The principles of process safety ensure the design intent of equipment, unit, plant, procedure, and management systems are satisfied during all the stages of the project. Loss of containment of hazardous materials, unplanned energy release, and unplanned human activity may lead to unwanted consequences. Therefore, process safety methods seek to identify associated hazards and risks in order to develop appropriate measures for implementing, measuring, evaluating, and monitoring safety.
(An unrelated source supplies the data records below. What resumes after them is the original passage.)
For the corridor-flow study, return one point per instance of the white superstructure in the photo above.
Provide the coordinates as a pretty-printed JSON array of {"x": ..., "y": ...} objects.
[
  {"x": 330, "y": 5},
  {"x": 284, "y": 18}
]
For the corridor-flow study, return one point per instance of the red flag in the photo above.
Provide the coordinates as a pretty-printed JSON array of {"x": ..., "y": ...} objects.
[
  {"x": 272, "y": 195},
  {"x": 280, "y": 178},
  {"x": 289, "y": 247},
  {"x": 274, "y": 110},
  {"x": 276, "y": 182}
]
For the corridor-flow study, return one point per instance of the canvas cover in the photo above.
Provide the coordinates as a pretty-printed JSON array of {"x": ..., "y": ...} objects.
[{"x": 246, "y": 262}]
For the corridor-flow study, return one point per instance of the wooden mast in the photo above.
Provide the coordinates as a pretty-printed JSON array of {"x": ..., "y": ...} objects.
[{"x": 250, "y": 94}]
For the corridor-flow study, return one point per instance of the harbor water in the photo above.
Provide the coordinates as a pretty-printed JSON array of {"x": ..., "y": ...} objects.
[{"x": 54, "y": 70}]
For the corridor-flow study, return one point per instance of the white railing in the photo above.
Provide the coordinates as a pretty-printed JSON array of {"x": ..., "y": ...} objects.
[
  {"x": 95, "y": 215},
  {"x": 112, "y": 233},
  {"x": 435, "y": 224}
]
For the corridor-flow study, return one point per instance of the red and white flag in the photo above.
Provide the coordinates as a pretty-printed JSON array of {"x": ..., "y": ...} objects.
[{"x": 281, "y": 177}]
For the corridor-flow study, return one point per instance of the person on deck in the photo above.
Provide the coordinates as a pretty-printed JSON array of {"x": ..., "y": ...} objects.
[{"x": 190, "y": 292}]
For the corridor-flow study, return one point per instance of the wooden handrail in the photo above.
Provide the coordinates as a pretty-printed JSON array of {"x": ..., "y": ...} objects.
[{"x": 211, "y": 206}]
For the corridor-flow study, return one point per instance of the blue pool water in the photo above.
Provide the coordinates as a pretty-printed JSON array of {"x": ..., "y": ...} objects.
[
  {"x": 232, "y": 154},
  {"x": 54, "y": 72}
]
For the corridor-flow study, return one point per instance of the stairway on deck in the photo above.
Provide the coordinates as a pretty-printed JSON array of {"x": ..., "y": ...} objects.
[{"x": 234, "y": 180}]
Figure 12.5 graphically categorizes existing process safety methods according to their purposes. The methods are classified into five groups, namely methods to (1) identify process hazards, (2) implement safety, (3) measure process safety, (4) evaluate process safety, and (5) monitor process safety performance. As shown in the figure, the knowledge of process design, management, and systems such as monitoring, inspection, control, mitigations, safety barriers, and operating procedures are needed for the effective use of process safety methods.

Diagram displaying a circle divided by lines into 5 segments for methods to implement safety, methods to measure process safety, methods to evaluate process safety, methods to identify process hazards, etc.

Figure 12.5 Process safety methods and their purpose.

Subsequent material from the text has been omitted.